YOU did ballet? Gal I tort you was a Tomboy.:shaky:

hiphopanonymous
06-23-08, - 10:38 AM
Hubert approached a group of people in Malcolm Park. Without as much as a "by your leave" or "excuse me", he launched into a monologue that quickly became a sermon.
It started out rationally enough, but it soon became apparent that he was bonkers -- off his rocker. He started out by talking about history. Then he moved on to concepts of self and soul. Everyone in the group was uncomfortable. Hubert was in his bathroom slippers.
Then it switched to Jesus Christ and Sol Kerzner. And Paradise Island was no paradise. And we shouldn't worship Mammon. And IBM was out to get us. We looked at each other. You couldn't stop Hubert.

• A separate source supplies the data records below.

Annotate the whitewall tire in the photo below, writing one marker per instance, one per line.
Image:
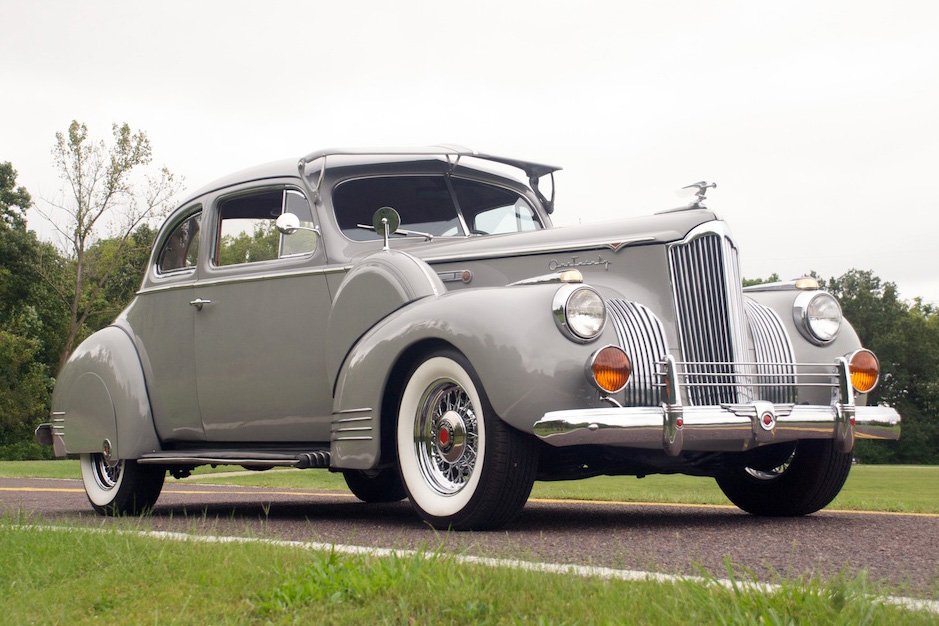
(463, 467)
(120, 488)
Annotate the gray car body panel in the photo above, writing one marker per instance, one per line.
(308, 348)
(101, 395)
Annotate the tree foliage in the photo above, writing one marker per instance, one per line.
(905, 337)
(103, 196)
(28, 326)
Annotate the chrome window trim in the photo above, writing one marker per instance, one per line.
(249, 278)
(217, 223)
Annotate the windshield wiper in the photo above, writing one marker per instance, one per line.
(401, 231)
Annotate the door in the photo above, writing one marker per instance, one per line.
(260, 353)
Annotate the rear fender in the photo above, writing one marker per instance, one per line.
(100, 395)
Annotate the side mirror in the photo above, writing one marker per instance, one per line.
(287, 223)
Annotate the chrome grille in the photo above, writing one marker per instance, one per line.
(709, 304)
(774, 354)
(642, 336)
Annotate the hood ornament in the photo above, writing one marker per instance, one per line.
(702, 187)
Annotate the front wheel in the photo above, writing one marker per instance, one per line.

He was pointing at the folks, and wouldn't give it up. Finally someone said, than you very much, but we are having a meeting here.
Hubert wrapped up with a flourish on some incoherent point and ambled away. A potcake was eating some fries tipped over on the grass.
It was sad. Hubert was off his rocker. He wasn't drinking. He had fallen a long way from sanity, and a state of grace.
If you are wondering what Hubert it was, it wasn't Hubigetty. It was Hubert Farrington. At one time he was the top ballet (and yoga) instructor in the Bahamas. Now he is virtually homeless, broke and wandering the streets of Nassau, preaching a gospel of incoherence. How sad.

I see this man almost every day walking around town. It is so sad, this man was a prominent Bahamian who contributed to our arts and entertainment......
He is just so lonely, he'll talk to anyone.....

sapadilly
06-23-08, - 10:42 AM
YOU did ballet? Gal I tort you was a Tomboy.:shaky:

Lil bit of both! i jus well-rounded! :)

chaos
06-23-08, - 10:49 AM
Lil bit of both! i jus well-rounded! :)
mmmmmmmmm
well rounded woman, with curves, peaks and valleys. You better stop this fresh talk or their will be chaos!

tonymontana
06-23-08, - 10:54 AM
Lil bit of both! i jus well-rounded! :)
treid not to get in on but i just could not help myself.:)

CG
06-23-08, - 10:57 AM
I see this man almost every day walking around town. It is so sad, this man was a prominent Bahamian who contributed to our arts and entertainment......
He is just so lonely, he'll talk to anyone.....
Can you describe him?

BAHMIA
06-23-08, - 11:01 AM
It was Hubert Farrington. At one time he was the top ballet (and yoga) instructor in the Bahamas. Now he is virtually homeless, broke and wandering the streets of Nassau, preaching a gospel of incoherence. How sad.

He seemed as if he had a good life. So what happened to him?

GenX
06-23-08, - 11:05 AM
He seemed as if he had a good life. So what happened to him?


There are many of these persons that we see on the streets dat have all sorts of stories.I remeber there used to be a guy who used to beg at the foot of the bridge with one leg and he used to sleep along side the road.It was said that he was a defence for officer and went crazy after his wife left him.so sad but stuff happens sometimes to the best of us.

FACTS ONLY
06-23-08, - 11:07 AM
Lil bit of both! i jus well-rounded! :)


solid aye? Lawd doon kill me? You wasted that man's time.

chaos
06-23-08, - 11:11 AM
There are many of these persons that we see on the streets dat have all sorts of stories.I remeber there used to be a guy who used to beg at the foot of the bridge with one leg and he used to sleep along side the road.It was said that he was a defence for officer and went crazy after his wife left him.so sad but stuff happens sometimes to the best of us.
dese no good, nasty ***** woman does send good decent Bahamian men crazy all the time. Government need to start a support group for good, decent Bahamian men, cause we at risk.

FACTS ONLY
06-23-08, - 11:14 AM
dese no good, nasty ***** woman does send good decent Bahamian men crazy all the time. Government need to start a support group for good, decent Bahamian men, cause we at risk.


Bey catch yaseff!!:sparky:

tonymontana
06-23-08, - 11:14 AM
solid aye? Lawd doon kill me? You wasted that man's time.
what you talkin bout willis?:confused:

sapadilly
06-23-08, - 11:30 AM
dese no good, nasty ***** woman does send good decent Bahamian men crazy all the time. Government need to start a support group for good, decent Bahamian men, cause we at risk.

From what I know that would not be the case.